The smallest of my flock is a nine- inch netbook I’ve modified to run the Mac Operating System. Since this process isn’t exactly kosher, the netbook is the wild child of the three. He’s straddling the line between Windows and Mac, a strange hybrid of the two worlds. He’s doing things he’s not supposed to — each upgrade could be the one that breaks him, just like the next run-in with the law could be the one that spells jail time for the little chap. Unfortunately, he took that step — the one that’s gone too far — the other day when I updated to OS 10.6.8. BAM I got an infinite loop when I tried to restart the netbook. As such, I’ll have to spend several hours downgrading the operating system, telling him he has to live within his means and not push the boundaries too much. He’s lived that life before, and look where it got him. A spinning beach ball cursor of death, that’s where.

And then my MacBook Pro is that awkward middle child, the one who hasn’t really found his place in the world. The Mac Pro is a tower computer, meant to stay in the home and be the workhorse computer. On the other extreme is the netbook — ultra-portable but not the fastest processor on the motherboard (if you know what I mean). I have no doubt the MacBook is jealous of the Pro since I’m going to be giving the new kid many of the responsibilities he used to handle. Nothing personal, MacBook, but the Pro can load iTunes a lot faster than you. I’m not quite sure what I’m going to do with him. I’ll probably end up doing what I would if I had an actual middle child — trade him for an iPad.

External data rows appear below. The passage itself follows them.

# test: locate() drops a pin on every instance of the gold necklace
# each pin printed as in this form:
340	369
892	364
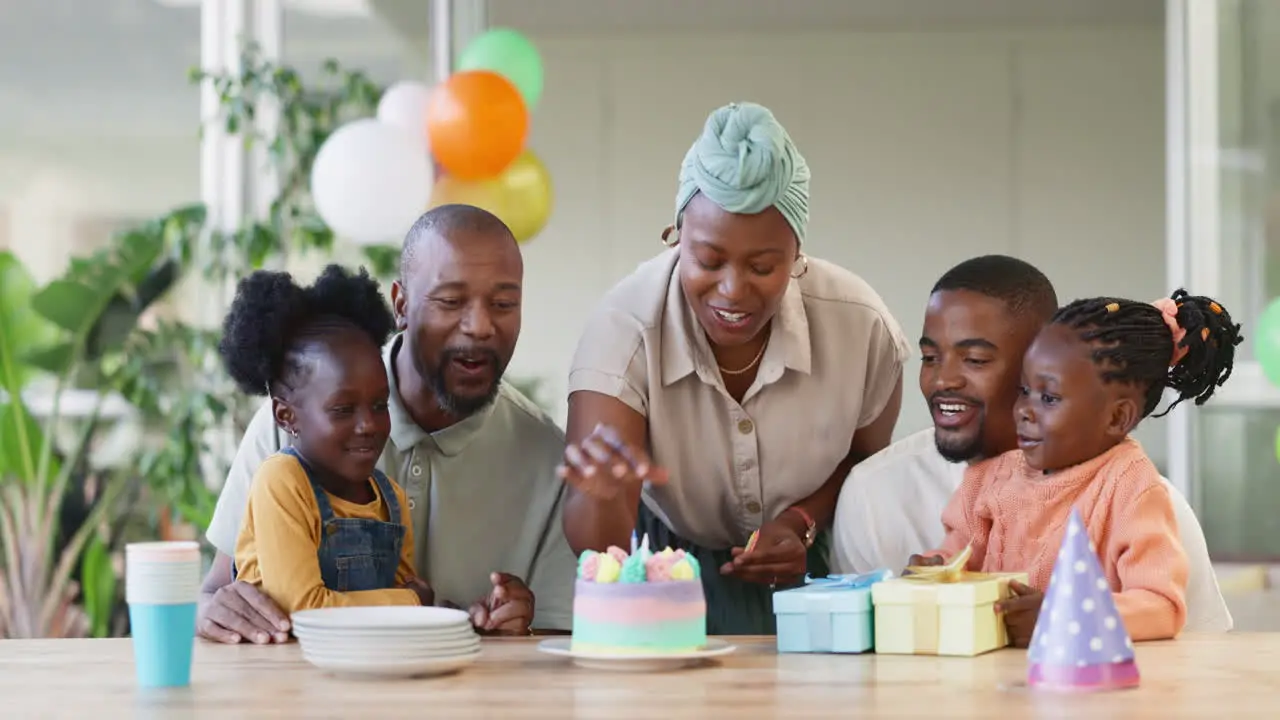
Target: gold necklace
749	365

Yes, this is all in jest, and I know computers are much different from actual children. Most importantly, computers will turn out exactly how I want them to. They won’t get piercings without my permission or start smoking “because all the cool kids are doing it.” Well, that is until the day they’ve evolved artificial intelligence so sophisticated that we actually start treating them like humans. Oh wait, has that happened already?